Stylistically, there’s nothing to suggest that Takashi Miike is behind the camera. That said, compared with the vast majority of 90s V-Cinema, Eyecatch Junction is very competently made. Miike shoots the film with far more confidence than you’d except from such an inexperienced director. The garish cinematography is poles apart from the signature style Miike would develop over the 90s, but it suits the lunacy of the narrative.

I must also give special mention to the music score by Tomio Terada. Tom Mes, Miike biographer and author of Agitator and, more recently, Re-Agitator, describes Terada’s score as “rather atrocious”. I describe it as “fucking incredible”. A cheap, funk-infused mess, Terada’s synthy score adds so much to the film’s buffoonish aura.

This isn’t a lost classic by any stretch of the imagination. It’s not Ichi the Killer, nor is it Gozu. Hell, it’s not even even Full Metal Yakuza. It is, however, a pleasant surprise. Eyecatch Junction is an accessible, non-offensive (well, mildly offensive) bit of fluff. It’s also a valuable insight into one of Japan’s most interesting filmmakers.

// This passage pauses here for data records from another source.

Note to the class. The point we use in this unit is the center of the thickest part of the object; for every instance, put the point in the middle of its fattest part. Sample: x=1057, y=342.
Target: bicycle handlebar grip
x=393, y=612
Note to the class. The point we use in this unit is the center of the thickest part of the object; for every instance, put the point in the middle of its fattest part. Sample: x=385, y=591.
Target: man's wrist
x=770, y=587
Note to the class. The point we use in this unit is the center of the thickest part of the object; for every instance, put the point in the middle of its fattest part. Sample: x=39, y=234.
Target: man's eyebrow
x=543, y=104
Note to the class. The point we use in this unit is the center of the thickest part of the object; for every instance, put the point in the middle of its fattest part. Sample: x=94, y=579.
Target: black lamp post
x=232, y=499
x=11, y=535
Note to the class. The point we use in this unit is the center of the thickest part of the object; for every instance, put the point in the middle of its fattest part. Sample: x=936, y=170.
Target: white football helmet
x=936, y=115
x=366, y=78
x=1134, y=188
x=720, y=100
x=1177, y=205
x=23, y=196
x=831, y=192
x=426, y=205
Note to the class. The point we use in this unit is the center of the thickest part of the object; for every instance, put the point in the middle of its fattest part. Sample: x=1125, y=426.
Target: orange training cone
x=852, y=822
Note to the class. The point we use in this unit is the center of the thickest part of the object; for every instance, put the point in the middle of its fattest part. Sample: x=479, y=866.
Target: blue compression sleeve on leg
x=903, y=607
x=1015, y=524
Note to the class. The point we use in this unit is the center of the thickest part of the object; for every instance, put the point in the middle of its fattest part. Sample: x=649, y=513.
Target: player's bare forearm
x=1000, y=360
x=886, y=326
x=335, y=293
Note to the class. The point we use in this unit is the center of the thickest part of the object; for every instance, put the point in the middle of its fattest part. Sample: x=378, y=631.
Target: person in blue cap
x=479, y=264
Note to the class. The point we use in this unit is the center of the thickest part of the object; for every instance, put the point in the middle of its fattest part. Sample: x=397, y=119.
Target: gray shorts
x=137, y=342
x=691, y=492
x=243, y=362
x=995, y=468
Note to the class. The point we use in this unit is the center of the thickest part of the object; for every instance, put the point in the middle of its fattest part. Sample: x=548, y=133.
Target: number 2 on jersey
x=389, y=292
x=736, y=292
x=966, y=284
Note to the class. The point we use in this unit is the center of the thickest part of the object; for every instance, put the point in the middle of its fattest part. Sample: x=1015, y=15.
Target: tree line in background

(Special thanks to my lovely partner for watching this with me and painstakingly translating it line by line! She is also responsible for the subtitles in the clips.)




Availability:

Eyecatch Junction is yet to receive a release on DVD, not even in Japan. It can sometimes be found on VHS if you dig around on Yahoo! Auctions Japan, but, needless to say, the video does not have subtitles.